Barcelona has long been associated with an arty crowd – after all, this is the city where Picasso, Dali, Gaudi et al spent much of their adult lives wafting around and making things look pretty. Writers have also been drawn to this city of contradictions over the years – a provincial city that feels more like a capital, at the forefront of many political and cultural movements and yet where everyone stops for siesta. In the new millennium, Barcelona’s literary star continues to rise as this traditional publishing hub has become home to a new generation of writers and artists.

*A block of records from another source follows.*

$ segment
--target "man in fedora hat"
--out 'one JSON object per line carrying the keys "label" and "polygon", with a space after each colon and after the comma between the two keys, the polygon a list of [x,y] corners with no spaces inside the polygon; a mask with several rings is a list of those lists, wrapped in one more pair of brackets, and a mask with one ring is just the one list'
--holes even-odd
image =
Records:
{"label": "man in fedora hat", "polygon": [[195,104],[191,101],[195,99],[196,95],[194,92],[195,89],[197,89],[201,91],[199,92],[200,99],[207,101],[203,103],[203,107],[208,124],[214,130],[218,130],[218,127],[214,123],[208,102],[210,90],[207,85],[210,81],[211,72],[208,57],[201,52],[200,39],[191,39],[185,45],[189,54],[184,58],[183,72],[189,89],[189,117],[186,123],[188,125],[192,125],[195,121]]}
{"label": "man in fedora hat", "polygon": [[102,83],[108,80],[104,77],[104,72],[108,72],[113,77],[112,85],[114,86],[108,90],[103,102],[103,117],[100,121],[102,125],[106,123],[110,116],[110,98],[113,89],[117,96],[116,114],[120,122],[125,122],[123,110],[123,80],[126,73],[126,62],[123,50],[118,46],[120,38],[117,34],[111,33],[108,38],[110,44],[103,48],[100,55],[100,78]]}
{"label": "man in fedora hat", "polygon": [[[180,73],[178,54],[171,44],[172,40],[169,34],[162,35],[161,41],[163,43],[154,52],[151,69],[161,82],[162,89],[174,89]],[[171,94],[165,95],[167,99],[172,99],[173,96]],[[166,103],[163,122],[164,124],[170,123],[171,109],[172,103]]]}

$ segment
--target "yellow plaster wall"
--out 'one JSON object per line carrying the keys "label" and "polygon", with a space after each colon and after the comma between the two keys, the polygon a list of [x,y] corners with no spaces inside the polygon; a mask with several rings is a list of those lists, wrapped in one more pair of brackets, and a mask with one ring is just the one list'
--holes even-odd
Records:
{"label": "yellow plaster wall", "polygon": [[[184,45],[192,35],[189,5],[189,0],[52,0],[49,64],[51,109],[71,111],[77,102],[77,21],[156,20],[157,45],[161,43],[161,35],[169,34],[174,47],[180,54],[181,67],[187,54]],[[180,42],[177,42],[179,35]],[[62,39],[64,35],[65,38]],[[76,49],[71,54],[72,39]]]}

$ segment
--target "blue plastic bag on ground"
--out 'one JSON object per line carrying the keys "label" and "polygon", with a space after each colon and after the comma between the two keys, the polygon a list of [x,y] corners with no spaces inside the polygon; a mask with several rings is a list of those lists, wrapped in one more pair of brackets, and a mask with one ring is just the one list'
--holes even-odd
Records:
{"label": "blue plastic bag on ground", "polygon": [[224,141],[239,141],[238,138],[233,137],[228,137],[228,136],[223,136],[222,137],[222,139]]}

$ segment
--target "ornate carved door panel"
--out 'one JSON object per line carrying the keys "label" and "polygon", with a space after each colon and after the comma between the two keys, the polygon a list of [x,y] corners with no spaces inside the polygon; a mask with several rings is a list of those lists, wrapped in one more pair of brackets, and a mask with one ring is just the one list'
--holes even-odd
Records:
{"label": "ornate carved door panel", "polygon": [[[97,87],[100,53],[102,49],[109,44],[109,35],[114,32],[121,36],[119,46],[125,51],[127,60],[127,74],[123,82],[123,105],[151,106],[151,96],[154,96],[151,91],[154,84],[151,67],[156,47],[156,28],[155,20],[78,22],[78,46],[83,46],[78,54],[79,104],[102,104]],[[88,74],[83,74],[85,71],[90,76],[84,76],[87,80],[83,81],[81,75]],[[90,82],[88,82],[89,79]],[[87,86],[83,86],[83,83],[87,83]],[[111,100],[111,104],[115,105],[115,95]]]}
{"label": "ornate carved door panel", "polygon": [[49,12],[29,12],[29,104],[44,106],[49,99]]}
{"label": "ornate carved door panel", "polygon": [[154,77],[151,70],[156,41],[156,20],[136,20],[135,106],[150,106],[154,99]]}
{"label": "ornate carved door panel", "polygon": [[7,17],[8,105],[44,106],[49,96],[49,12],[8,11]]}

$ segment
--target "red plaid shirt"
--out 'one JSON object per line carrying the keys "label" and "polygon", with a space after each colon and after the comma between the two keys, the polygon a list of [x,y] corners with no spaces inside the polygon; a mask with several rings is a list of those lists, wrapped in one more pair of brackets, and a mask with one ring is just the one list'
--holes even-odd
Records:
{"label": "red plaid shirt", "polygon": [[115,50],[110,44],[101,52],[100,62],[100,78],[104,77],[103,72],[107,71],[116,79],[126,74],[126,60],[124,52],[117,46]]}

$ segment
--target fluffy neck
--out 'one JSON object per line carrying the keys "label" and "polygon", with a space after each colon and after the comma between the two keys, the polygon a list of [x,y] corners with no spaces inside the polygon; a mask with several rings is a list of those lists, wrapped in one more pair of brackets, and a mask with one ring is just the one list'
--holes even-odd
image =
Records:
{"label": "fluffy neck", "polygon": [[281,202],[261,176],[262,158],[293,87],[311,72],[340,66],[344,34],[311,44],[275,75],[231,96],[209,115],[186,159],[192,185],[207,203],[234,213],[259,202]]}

Good bookshops are relatively plentiful, and the first place we head to whenever we need something to wrap our heads around is La Central, which has well-stocked branches in both El Raval and on Calle Mallorca in the Eixample. Also in the Eixample is Laie, which has a popular restaurant and hidden terrace, ideal for posing with a hardback and a coffee. For books in English, head to Hibernian (Montseny, 17) in Gràcia for the city’s largest selection. Altaïr (Gran Via Corts Catalanes, 616) is the best bookshop for travel books of all descriptions including a great selection of tomes on geography, anthropology and photography. Norma (Paseo Sant Joan, 9), with its huge range of comic books, is the place to come for all of your superhero needs – we have seen grown men swoon at the selection on offer. Bookish bars are scattered throughout Barcelona too.
We like Babelia (Villarroel 27, 08011 Barcelona) in residential neighbourhood Sant Antoni, especially its microterrace and multilingual selection of second hand books. They also run a number of different events including book clubs and book launches – check the Babelia Facebook page for up to date listings. Just up the road is the Sunday book market on Carrer Comte d’Urgell (Sunday, 9am to about 3pm) – worth a shufty, if not just to check out the frenzied trading card swapping that goes on at the same time between hard-faced kids and equally tough grownups.
In bohemian Raval, Horiginal (Ferlandina 29) hosts regular open mic poetry – a rare thing in Barcelona, where open mic tends to mean ‘drunken guiri singing Van Morrison’ – and has a decent restaurant and bar to boot, with 3 course lunch menu at a little over €10. Just around the corner on Calle Joaquin Costa, Lletraferit (Joaquin Costa 43) combines the best things in life: cocktails and books. Owned by author Alexandre Diego Gary, the bar is quiet, relaxed and has lots of lovely window seats to watch the neighbourhood goings-on while you finish off your masterpiece. A little further from the city centre, Gràcia is home to Heliogabal (Ramon y Cajal, 80), a bar and performance space that often hosts book launches and poetry readings as well as live music and general carousing.
Unmissable for any book lover is the annual celebration of Saint George’s Day (Sant Jordi). This local festival is the Catalan equivalent of Saint Valentine’s Day: women traditionally receive roses and men are given books as gifts (although given the fact that as gifts go, a book is much better, the modern Catalan lady may well expect to get a book-shaped something from her special someone). In the days and weeks leading up to the 23rd April, Barcelona’s bookshops begin to bubble over with excitement until they spill out onto the street for the big day: Plaza Catalunya, the Paseo de Gracia, Ramblas and Rambla Catalunya are all lined with book stalls, rose sellers and big-name authors signing books and living the writerly dream.